Bernard Bulbwa

Personal information
- Full name: Bernard Tsumega Bulbwa
- Date of birth: 11 October 1996 (age 28)
- Place of birth: Nigeria
- Height: 1.66 m (5 ft 5 in)
- Position(s): Forward

Team information
- Current team: Ankaraspor

Youth career
- Mkar Rocks
- 2012–2015: Shuttle Sports Academy

Senior career*
- Years: Team / Apps / (Gls)
- 2015–2017: Espérance / 12 / (2)
- 2017–2018: Espérance B
- 2018–2019: Mouloudia Oujda / 3 / (0)
- 2019–2020: Dugopolje / 19 / (2)
- 2020–2021: Ankaraspor / 6 / (0)
- 2021: Al-Nahda

International career
- Nigeria U20

= Bernard Bulbwa =

Nigerian professional footballer

Bernard Tsumega Bulbwa (born 11 October 1996) is a Nigerian professional footballer who plays as a striker.

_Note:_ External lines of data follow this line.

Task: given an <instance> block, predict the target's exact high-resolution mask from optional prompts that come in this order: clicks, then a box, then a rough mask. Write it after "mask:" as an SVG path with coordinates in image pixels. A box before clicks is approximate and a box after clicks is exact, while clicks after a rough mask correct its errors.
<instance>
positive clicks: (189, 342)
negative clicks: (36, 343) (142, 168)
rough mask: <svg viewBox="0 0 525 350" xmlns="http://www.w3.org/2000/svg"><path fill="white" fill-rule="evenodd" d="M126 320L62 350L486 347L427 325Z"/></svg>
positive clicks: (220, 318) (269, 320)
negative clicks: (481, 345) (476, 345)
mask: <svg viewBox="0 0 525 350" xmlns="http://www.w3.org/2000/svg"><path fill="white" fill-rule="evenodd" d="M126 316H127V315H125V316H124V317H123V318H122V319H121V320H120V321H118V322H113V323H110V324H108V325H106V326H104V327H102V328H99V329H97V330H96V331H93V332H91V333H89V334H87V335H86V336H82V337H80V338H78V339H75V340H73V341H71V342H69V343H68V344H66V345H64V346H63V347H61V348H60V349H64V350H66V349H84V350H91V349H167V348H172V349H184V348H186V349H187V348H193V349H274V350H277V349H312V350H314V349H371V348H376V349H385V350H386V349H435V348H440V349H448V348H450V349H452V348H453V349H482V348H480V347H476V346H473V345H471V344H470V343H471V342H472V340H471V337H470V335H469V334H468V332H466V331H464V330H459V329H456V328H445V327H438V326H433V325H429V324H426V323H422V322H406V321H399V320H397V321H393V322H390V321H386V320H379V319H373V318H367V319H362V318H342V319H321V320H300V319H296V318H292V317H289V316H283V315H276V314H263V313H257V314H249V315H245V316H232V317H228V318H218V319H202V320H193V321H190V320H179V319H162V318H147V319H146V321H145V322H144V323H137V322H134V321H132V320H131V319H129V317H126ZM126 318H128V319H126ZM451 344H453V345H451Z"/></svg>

==Early and personal life==
Bulbwa is the youngest of seven children.

==Club career==
After playing youth football for Mkar Rocks and Shuttle Sports Academy, Bulbwa signed a five-year contract with Tunisian club Espérance in April 2015. Earlier that month he had been linked with possible transfers to English clubs Stoke City and Manchester City, as well as clubs in Nigeria and Europe.

==International career==
Bulbwa has played for the Nigeria under-20 team, and scored the winner in the final of the 2015 African U-20 Championship. He was described as a "hero" due to his performance, and his goal was awarded "Best of the Tournament" by CAF. He was selected to the 2015 FIFA U-20 World Cup in May 2015.